The absurd central character, driven by paranoia and nostalgia, worships at the altar of the deadening government office where he works, an office echoed in Sonallah Ibrahim’s 1992 novel Zaat. Boudjedra’s prose sometimes shares Ibrahim’s characteristic reportorial flatness, but also leaps into flights of dense, metaphoric language. This narrative instability is the book’s main narrative engine, the reason to keep turning pages. Sometimes, its paranoid, absurd narrator is full of anger and fear and nonsense. Sometimes, he has important social criticism:

“Unless I write to the WHO for a grant. I’ve already done that. But they’re miserly and won’t let go of a penny. I wonder what good all these international organizations are. If not to fatten some self-appointed experts who come to give us lessons and don’t know how to do anything except pick up princely remunerations and buy a few wool carpets. That’s too political. Get rid of it.”

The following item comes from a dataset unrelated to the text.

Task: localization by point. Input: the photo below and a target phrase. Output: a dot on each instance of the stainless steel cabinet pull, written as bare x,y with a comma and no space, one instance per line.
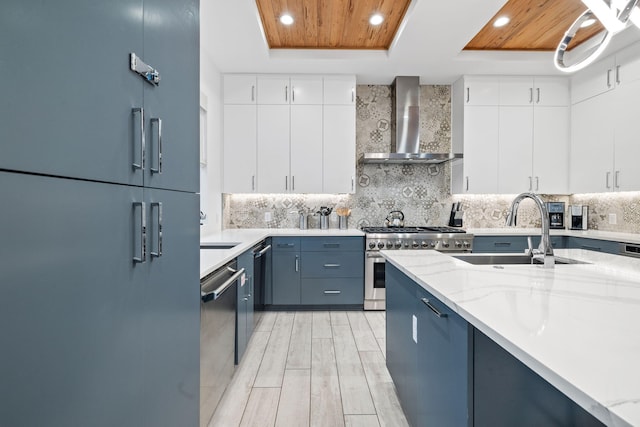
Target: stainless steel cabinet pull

Although ultimately not afraid of rats (he’s not shy of carrying a dead one in his pocket), the protagonist is nearly brought down by his overwrought terror of the slow, sensual garden snail, one of the echoes of what he hates about Algeria.

“I have always been on the side of the conquerors,” he writes on the sixth day. He hates the bus drivers who take him to work: one for complaining about rising prices, and the other for remaining quiet; he considers turning both into the police. Indeed, if the “rats” can be read a certain sort of Algerian dissident, chewing apart the national gas lines that take the country’s resources to foreign lands, then the “snails” are another sort, much more frightening to the narrator, living their lives in slow voluptuousness, refusing to go more than .03 meters an hour.

The translator notes in his afterword that Boudjedra’s absurdist novella also struck a chord with Russian readers, and that it was something of a bestseller in Soviet-era Moscow. It still strikes a chord now, both for its wonderful linguistic shifts and for how it highlights the oppositions and absurdities in all our contemporary “rational” civilizations.